Ce voyage à la découverte des traces du traducteur se décline en cinq étapes, dont les titres résument les thématiques abordées : « Traduction et (dés)incarnation », « Corps en scène », « Corps, pouvoir et violence », « Corps, sens, censure » et « Corps en translation ».

Les deux premiers chapitres (de Nicole Côté et de Daisy Connon respectivement) proposent une réflexion à caractère finalement éthique sur leur statut de traductrice, à la lumière de cette problématique du corps. Côté s’intéresse au nouveau positionnement qu’implique un regard qui passe par « le prisme des corps humains moins lisibles pour les cultures hégémoniques »1, ceux du monde queer, des handicapés, des migrants.
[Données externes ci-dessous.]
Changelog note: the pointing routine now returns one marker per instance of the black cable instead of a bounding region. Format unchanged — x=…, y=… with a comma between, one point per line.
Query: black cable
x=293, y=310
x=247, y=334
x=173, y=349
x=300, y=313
Connon exploite la notion freudienne, notoirement délicate à traduire, das Unheimliche, en qualifiant la traduction de an uncanny act pour qualifier cet entre-deux, tantôt inconfortable, tantôt jouissif, habité par la traductrice, assimilée ici, comme par d’autres traducteurs et écrivains, au fantôme, dans sa perméabilité à autrui, sa capacité à se métamorphoser. Pour Connon, traduire est bien un acte de générosité qui permet de rendre justice « aux traces de l’autre en soi »2. Nayrouz Chapin se penche sur le cas concret des éventuelles « interférences » chez l’autotraducteur franco-espagnol Augustín Gómez-Arcos afin de déterminer si le processus d’autotraduction mène à l’invisibilité du corps du traducteur, ou plutôt à sa mise en scène, dans le contexte particulier de la censure franquiste. Pour Gómez-Arcos cependant, qu’elle cite, indépendamment de la langue employée, il s’agit de trouver « … le rythme tout à fait personnel que j’utilise pour penser ou même pour parler » (53).
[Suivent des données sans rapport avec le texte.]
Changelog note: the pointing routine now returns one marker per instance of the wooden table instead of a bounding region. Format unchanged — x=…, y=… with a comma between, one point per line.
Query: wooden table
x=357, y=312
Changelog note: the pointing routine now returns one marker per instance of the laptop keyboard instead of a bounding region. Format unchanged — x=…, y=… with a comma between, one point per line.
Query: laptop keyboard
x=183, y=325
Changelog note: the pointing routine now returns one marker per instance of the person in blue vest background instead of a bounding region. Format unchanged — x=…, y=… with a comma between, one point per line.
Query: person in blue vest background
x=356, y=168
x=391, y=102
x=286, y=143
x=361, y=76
Les contributions de Solange Hibbs et de Florence Encrevé, qui ouvrent la partie « Corps en scène », offrent une mise en regard très éclairante des enjeux corporels de deux professions : l’interprète en langue vocale et en langues des signes. Si chacune s’appuie sur la notion du « trilogue », proposée par Seleskovitch (67), Encrevé montre à quel point la modalité visuo-gestuelle conditionne les paramètres de la situation, nécessitant ce qu’elle qualifie d’« incarnation déontologique », qui passe par une forme de « renoncement psychologique » (85). Pour Solange Hibbs l’apparente invisibilité de l’interprète en cabine cache « une véritable intégration corps-esprit » (65) dans l’intensité d’une mobilisation des fonctions cognitives et physiques, à commencer par la voix, qui mobilise à elle seule 60 muscles « depuis le pubis jusqu’aux lèvres » (75).

Vient ensuite la scène théâtrale. Marta Kaźmierczak, s’inspire, comme d’autres auteurs du recueil, des travaux de Robinson (1991) sur la traduction comme expérience somatique ou synésthesique. Son approche contrastive de trois versions polonaises de La chanson des vieux amants de Brel fait état d’expériences somatiques fort différentes en termes de réception. La juxtaposition des deux chapitres suivants crée un intéressant effet de miroir, s’agissant d’abord de la traduction de Beckett pour le théâtre japonais, ensuite de l’adaptation cinématographique de The Pillow Book par Peter Greenaway. Yoshiko Takebe articule son examen de trois mises en scène de Beckett, l’une dans la tradition théâtrale du pantomime, l’autre du kyōgen, la troisième contemporaine, autour des notions de foreignisation et domestication. La contribution d’Adriana Şerban, enrichie de supports images, se propose de démêler les fils de cette narration cinématographique multilingue construite autour du corps humain, dénudé et calligraphié, en reprenant les propos de Greenaway lui-même sur le corps, l’écriture et la traduction.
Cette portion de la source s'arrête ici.